Only a call for an academic boycott that would be detailed in this manner stands a chance, to my mind, of circumventing the inherent blindnesses of boycotting.

Finally, I wish to note the special considerations that face the Israeli activist in publicly supporting the academic boycott. Many of her fellow activists will be especially sensitive and resistant to this idea.

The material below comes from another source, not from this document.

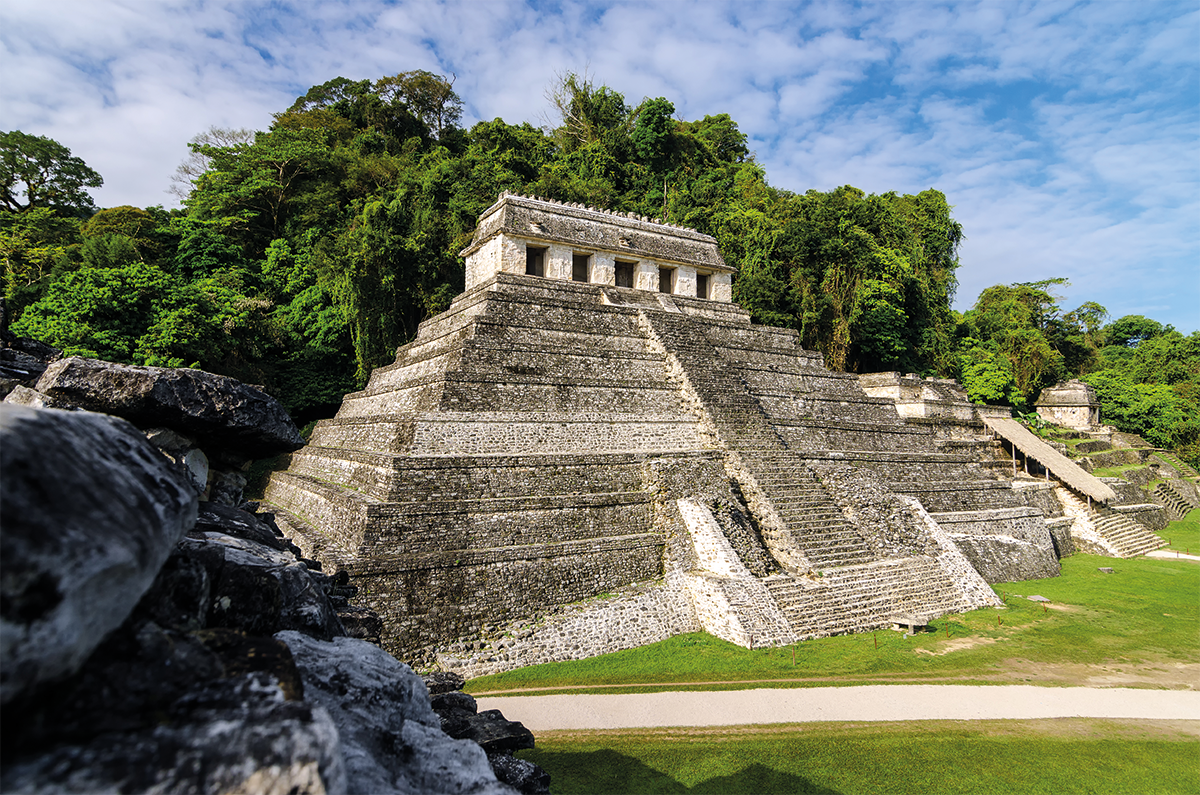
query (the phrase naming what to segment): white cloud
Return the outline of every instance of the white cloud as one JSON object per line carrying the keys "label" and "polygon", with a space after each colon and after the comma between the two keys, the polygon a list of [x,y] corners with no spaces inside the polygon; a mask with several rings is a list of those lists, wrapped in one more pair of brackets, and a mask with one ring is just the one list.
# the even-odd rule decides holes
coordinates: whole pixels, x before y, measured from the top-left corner
{"label": "white cloud", "polygon": [[[0,115],[169,203],[186,142],[263,128],[309,86],[457,75],[468,118],[545,121],[588,70],[683,118],[729,113],[772,184],[936,187],[965,226],[959,304],[1064,275],[1068,303],[1200,326],[1200,13],[1184,3],[14,0]],[[1077,299],[1077,300],[1076,300]]]}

When the first FFIPP conference against the occupation (see www.f [archive]fipp.org) proposed discussing the academic boycott (academically), this sufficed to stir an angry reaction from within the circles of ʻThe Campus is Not Silentʼ.

Some colleagues decided not to attend the conference. Public support for the boycott will alienate many fellow activists and put obstacles in the way of anti-occupation activities. In these times, when demonstrators against the separation wall are being shot at with live ammunition by Israeli soldiers, the Israeli activist must ask herself whether the academic boycott enterprise is of such a high priority as to risk the weakening of other crucial and urgent activities.